Everybody rejoices when November kills its pig.
-an inscription on the Münster Cathedral
Edmonton gets cold enough to butcher outdoors a bit sooner than Westphalia, so our version of the inscription would have October killing the hog.
This year Lisa and I bought a side of pork from Nature’s Green Acres. I cut up our meat at Kevin’s, on what he and his family call Pig Day. While the majority of the pork was wrapped and frozen, there was also some curing, smoking, and grinding, processes that have come to typify the season.
Processing a side of pork is made less daunting by the presence of a brine bucket. Certain pieces can go straight from the cutting board to the brine, making for less wrapping, labelling, and freezer management.

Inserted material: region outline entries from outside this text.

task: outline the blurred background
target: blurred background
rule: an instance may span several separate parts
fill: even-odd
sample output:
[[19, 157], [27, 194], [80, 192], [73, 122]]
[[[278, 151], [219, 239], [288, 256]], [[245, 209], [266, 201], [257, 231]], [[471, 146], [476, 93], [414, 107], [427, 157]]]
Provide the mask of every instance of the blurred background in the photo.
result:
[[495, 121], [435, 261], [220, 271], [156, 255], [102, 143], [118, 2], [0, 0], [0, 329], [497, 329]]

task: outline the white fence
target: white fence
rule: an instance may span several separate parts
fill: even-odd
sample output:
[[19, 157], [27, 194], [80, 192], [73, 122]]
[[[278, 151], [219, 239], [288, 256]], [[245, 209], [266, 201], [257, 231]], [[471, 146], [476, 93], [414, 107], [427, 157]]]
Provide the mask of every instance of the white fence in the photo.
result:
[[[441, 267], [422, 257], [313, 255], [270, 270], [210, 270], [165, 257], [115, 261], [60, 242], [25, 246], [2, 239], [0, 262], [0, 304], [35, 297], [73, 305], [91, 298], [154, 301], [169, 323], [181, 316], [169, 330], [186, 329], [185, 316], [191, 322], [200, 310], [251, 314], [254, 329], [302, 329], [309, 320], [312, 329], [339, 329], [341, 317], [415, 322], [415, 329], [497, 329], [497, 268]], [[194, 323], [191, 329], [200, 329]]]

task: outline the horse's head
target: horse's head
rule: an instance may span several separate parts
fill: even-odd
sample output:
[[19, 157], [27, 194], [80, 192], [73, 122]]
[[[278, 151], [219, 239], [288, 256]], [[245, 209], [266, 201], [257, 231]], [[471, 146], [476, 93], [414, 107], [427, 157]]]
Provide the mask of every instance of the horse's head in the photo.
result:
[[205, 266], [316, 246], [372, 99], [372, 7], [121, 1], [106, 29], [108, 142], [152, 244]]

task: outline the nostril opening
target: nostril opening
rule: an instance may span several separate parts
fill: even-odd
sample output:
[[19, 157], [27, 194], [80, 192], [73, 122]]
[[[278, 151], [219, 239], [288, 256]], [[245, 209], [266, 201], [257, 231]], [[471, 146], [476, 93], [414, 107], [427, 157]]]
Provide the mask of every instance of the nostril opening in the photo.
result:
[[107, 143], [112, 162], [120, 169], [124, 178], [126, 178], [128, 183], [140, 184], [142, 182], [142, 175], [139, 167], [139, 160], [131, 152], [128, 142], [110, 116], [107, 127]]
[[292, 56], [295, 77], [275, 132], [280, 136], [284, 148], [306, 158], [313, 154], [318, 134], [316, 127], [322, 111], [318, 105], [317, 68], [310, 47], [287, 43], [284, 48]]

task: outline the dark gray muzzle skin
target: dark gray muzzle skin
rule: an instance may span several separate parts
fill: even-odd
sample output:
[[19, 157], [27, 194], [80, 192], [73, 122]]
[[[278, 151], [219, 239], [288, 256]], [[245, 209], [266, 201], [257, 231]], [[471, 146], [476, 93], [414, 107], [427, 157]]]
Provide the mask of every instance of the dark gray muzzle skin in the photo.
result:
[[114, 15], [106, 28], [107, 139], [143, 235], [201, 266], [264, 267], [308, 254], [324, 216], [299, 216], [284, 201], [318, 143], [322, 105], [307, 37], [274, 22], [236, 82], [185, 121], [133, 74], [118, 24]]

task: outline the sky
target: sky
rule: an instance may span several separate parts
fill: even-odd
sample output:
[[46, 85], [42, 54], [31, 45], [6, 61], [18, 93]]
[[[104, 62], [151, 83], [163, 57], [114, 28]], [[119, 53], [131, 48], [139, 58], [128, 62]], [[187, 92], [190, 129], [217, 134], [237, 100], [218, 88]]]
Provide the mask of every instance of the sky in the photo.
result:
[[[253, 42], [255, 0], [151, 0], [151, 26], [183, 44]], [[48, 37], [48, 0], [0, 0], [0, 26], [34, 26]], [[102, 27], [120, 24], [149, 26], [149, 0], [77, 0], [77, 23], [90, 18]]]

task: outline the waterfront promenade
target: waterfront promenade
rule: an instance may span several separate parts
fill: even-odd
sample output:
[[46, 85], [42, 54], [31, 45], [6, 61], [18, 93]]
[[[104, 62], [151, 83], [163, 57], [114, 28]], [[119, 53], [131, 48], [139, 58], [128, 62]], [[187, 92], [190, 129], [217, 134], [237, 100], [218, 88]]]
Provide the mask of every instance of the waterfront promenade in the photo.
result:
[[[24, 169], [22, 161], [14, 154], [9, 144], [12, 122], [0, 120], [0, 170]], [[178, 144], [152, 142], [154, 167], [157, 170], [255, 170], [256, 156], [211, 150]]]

There are two types of brines. The first contains only table salt and other flavours like brown sugar and herbs. Salt is absorbed into the meat so that it is seasoned throughout its mass, and not just on the outside. The meat will retain more moisture during cooking. I call this a “seasoning brine.” This is a relatively quick process: I might brine a thick pork chop for four hours before cooking it.
If sodium nitrite is added to the brine, some additional, complex chemical changes occur. The meat develops a vibrant pink colour and a piquant flavour. I call this a “curing brine,” to contrast it with the seasoning brine explained above. The curing brine takes longer than the seasoning brine.
Seasoning brines are typically made the day that you cook the meat. Curing brines can be started the day that the pig is fabricated. Cuts that are typically brine-cured include hocks, hams, eye of loin (Canadian bacon), and the tongue.
Other cuts are better cured in a dry rub. This is especially true of fatty pieces like the jowl and the belly. These cuts get mixed with the dry cure (salt, curing salt, sugar, herbs), then bagged and left in the fridge for a week, after which they are rinsed and either air-dried or hot-smoked.
Grinding Meat and Making Sausages
When I first started cutting my pig, I assumed that all the trim would supply ample meat and fat for grinding. This may be true of professional butcher shops that produce portion-controlled chops with clean bones, but when the pig is separated mostly into large roasts, there is actually very little trim. A portion of the shoulder must be specially reserved for ground meat. I shoot for a 3:1 ratio of meat to fat.
I store my ground meat in three forms. First there are one pound bags of ground pork, unseasoned, ready to be made into patties or pie filling. I also find it handy to freeze some loose ground pork that has already been seasoned and spiced. Finally there are sausages.
Rendering Fat to make Lard
We keep a lot of fat on the roasts and steaks, so we set aside a section of back fat especially for rendering. There is also the leaf lard, the brittle fat around the kidneys, analogous to the suet in sheep and cows. All the fat is thrown in a heavy stainless steel pot with bit of water and put over very, very low heat. The water helps distribute the heat in the early stage of the rendering. Eventually the water evaporates, but by that time enough fat has melted to serve the same function. I typically leave my fat on the stove overnight.
Even with many of the bones staying in roasts (the hocks, trotters, rib roast, hams…), there are still plenty left to make stock. Sections of the backbone, as well as the riblets, skull, tailbone, shoulder blade, and arm bone are lightly smoked on the barbecue, thrown in a pot, covered with cold water, brought to a boil, then simmered for twenty four hours. The next day I add the vegetables and simmer for an hour, then the herbs, which are simmered for fifteen minutes.
Finally the stock is strained and cooled, then frozen into ice cube trays so that it can be used a little at a time.